È un importante operazione di recupero urbano, da tempo attesa dai cittadini, quella che si è conclusa con successo a Portegrandi. L’area degli ex capannoni del consorzio agrario, per oltre un decennio abbandonata e contaminata da amianto, è stata finalmente bonificata e trasferita al Comune di Quarto d’Altino, che ora potrà restituirla alla cittadinanza con un nuovo volto.
Dopo una lunga e complessa collaborazione tra il Comune e l’Agenzia del Demanio, è stato completato l’intervento di bonifica che ha interessato oltre 9.200 mq di coperture in amianto e la rimozione di più di 4.300 tonnellate di rifiuti. Il costo complessivo dell’intervento è stato di circa 560 mila euro, coperti congiuntamente dal Demanio e dal Comune.
Il 22 maggio 2025, con decreto ufficiale, lo Stato ha trasferito gratuitamente l’area bonificata al Comune. La consegna formale e avvenuta ufficialmente oggi, martedì 3 giugno, con la sottoscrizione di un accordo tra Ufficio del Demanio e il sindaco di Quarto d’Altino Claudio Grosso.

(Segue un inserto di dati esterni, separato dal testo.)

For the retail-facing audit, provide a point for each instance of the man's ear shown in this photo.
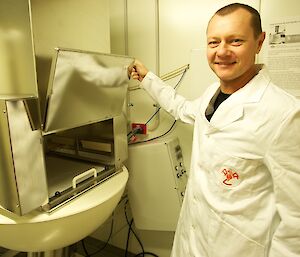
(260, 40)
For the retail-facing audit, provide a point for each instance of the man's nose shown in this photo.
(223, 49)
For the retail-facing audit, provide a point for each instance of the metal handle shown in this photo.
(87, 173)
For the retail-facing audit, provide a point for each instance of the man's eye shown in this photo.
(213, 43)
(237, 42)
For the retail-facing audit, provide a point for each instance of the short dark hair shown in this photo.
(255, 16)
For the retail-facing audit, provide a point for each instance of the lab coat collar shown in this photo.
(232, 108)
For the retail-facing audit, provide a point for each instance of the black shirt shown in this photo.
(220, 98)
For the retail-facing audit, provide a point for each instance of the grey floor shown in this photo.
(93, 248)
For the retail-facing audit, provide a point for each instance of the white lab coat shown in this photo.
(243, 193)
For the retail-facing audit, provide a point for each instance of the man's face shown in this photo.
(231, 48)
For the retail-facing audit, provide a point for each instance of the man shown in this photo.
(242, 197)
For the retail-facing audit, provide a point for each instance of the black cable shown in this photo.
(150, 139)
(146, 253)
(134, 132)
(105, 244)
(130, 226)
(130, 229)
(128, 237)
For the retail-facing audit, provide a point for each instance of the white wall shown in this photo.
(276, 10)
(78, 24)
(164, 35)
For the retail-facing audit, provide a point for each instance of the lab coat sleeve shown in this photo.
(284, 164)
(169, 100)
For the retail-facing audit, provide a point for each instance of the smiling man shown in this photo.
(242, 197)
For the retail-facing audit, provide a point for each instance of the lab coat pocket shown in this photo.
(232, 242)
(234, 177)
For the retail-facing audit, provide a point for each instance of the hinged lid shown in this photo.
(84, 87)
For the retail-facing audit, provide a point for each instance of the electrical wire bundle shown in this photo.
(130, 230)
(182, 70)
(143, 253)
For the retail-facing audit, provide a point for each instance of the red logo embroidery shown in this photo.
(230, 178)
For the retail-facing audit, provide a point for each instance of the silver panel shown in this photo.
(17, 62)
(27, 151)
(84, 88)
(8, 187)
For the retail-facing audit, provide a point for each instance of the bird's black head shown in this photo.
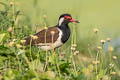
(65, 19)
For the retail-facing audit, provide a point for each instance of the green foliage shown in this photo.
(19, 62)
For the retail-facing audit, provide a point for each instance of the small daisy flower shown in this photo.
(113, 73)
(73, 48)
(10, 29)
(74, 45)
(11, 3)
(114, 57)
(103, 41)
(44, 16)
(34, 37)
(95, 62)
(99, 48)
(11, 44)
(23, 41)
(108, 39)
(110, 49)
(45, 27)
(52, 32)
(76, 52)
(19, 46)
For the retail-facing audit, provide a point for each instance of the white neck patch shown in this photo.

Ora lo spazio, com’è nelle intenzioni dell’Amministrazione in carica, potrà essere riqualificato e trasformato in un grande parco pubblico di oltre 27.000 mq, con aree verdi, percorsi pedonali, spazi per eventi e un nuovo edificio polifunzionale. Una parte dell’ex struttura sarà mantenuta come testimonianza di archeologia industriale, diventando memoria storica per la comunità.
Persino l’argine del Taglio del Sile sarà sistemato per accogliere eventi all’aperto.